I - Amanda Scott

57 10 12
                                    


Naquele dia o tempo não estava chuvoso, frio ou ensolarado. Apenas se via das imensas janelas do escritório da empresa, situado na Rua 21.ª, um aglomerado de nuvens espessas que tornavam o tempo estranho.

Era mais um dia dentro daquelas imensas estruturas espelhadas cheias de movimentações constantes e monótonas, dia após dia, semana após semana. Sons de telefone, clipes de papéis, máquinas fotocopiadoras expelindo folhas recém copiadas, murmúrios, cadeiras arrastando sobre rodinhas e conversas paralelas.

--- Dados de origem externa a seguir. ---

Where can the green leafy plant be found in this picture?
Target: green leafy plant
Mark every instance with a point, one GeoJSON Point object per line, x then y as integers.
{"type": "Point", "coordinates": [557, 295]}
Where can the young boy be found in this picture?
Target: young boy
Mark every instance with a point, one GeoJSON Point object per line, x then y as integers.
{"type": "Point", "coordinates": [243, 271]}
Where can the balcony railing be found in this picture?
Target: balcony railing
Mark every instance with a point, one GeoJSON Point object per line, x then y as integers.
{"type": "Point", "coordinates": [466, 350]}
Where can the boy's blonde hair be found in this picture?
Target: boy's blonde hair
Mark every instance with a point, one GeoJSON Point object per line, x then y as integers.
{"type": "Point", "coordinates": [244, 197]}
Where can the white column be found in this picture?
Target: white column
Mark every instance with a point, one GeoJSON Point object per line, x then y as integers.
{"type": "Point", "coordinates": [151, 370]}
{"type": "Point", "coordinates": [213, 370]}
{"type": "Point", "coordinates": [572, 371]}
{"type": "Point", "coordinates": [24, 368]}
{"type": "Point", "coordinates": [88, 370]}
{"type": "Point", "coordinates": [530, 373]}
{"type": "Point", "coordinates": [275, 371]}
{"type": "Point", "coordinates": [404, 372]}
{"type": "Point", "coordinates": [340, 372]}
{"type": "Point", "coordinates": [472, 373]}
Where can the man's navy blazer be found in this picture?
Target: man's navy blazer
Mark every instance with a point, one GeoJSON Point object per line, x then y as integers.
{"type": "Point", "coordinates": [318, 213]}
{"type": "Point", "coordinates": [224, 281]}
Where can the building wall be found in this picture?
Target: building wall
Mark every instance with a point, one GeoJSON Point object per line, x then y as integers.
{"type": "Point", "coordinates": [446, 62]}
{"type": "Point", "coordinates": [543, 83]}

Só o tempo no exterior parecia anormal.

Já na parte interna, tudo parecia na mais perfeita ordem em mais um dia de trabalho para Amanda Scott. Ela nem prestava atenção às nuvens do exterior, se fazia calor ou frio, o ar condicionado climatizava o interior e fornecia uma temperatura constante bastante agradável. As suas rotinas prosseguiam sem sobressaltos. Atender ligações, anotar recados, marcar reuniões, as tarefas típicas de uma secretária de alta direção. Basicamente, auxiliar o chefe em seu enfadonho e infernal dia naquele escritório com um persistente e enjoativo aroma a flores proveniente do desinfetante. Ela odiava o cheiro, mas já tinha encontrado uma forma de ignorá-lo. As dores de cabeça eram corrigidas com comprimidos e o foco no trabalho distraía-a do odor irritante.

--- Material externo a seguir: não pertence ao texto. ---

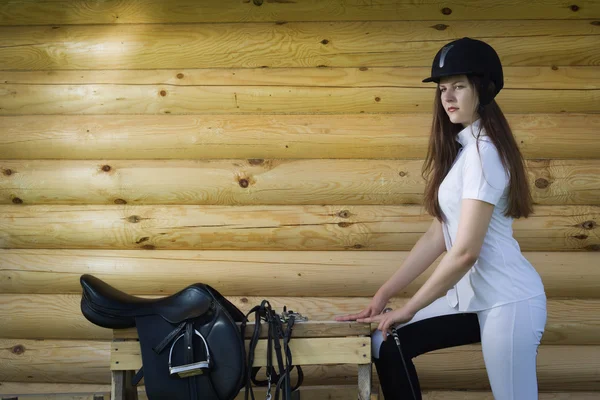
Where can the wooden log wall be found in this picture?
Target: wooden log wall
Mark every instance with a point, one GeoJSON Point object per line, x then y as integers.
{"type": "Point", "coordinates": [273, 150]}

Havia mais de uma hora que Gaio Malone, o seu chefe, estava ao telefone com um cliente, explicando o mesmo assunto pela quinta vez. A moça sentia-se na obrigação de admirá-lo por tamanha persistência, ainda que o homem em si fosse um tremendo babaca. Porquê? Porque a paciência e as boas maneiras só se restringiam aos seus clientes. Os seus funcionários eram presenteados por mudanças repentinas de humor durante o expediente. Exigências, pressões, piadinhas, berros, até insultos. Elogios, nem vê-los...

O telefonema terminou.

– Abigail? – Gaio chamou-a.

– Sim, senhor? – respondeu a moça levantando a cabeça. Era notável como tentava sorrir do melhor modo, porque odiava quando ele a chamava de "Abigail".

Sim, esse era outro motivo porque o achava antipático... O seu nome era Amanda e já havia cansado de repeti-lo vezes sem conta... Chegou até a ser repreendida por estar a chamar o chefe à atenção com certa petulância e ela percebeu que não devia insistir mais. Precisava daquele emprego e quando se precisa de alguma coisa, fazem-se algumas cedências...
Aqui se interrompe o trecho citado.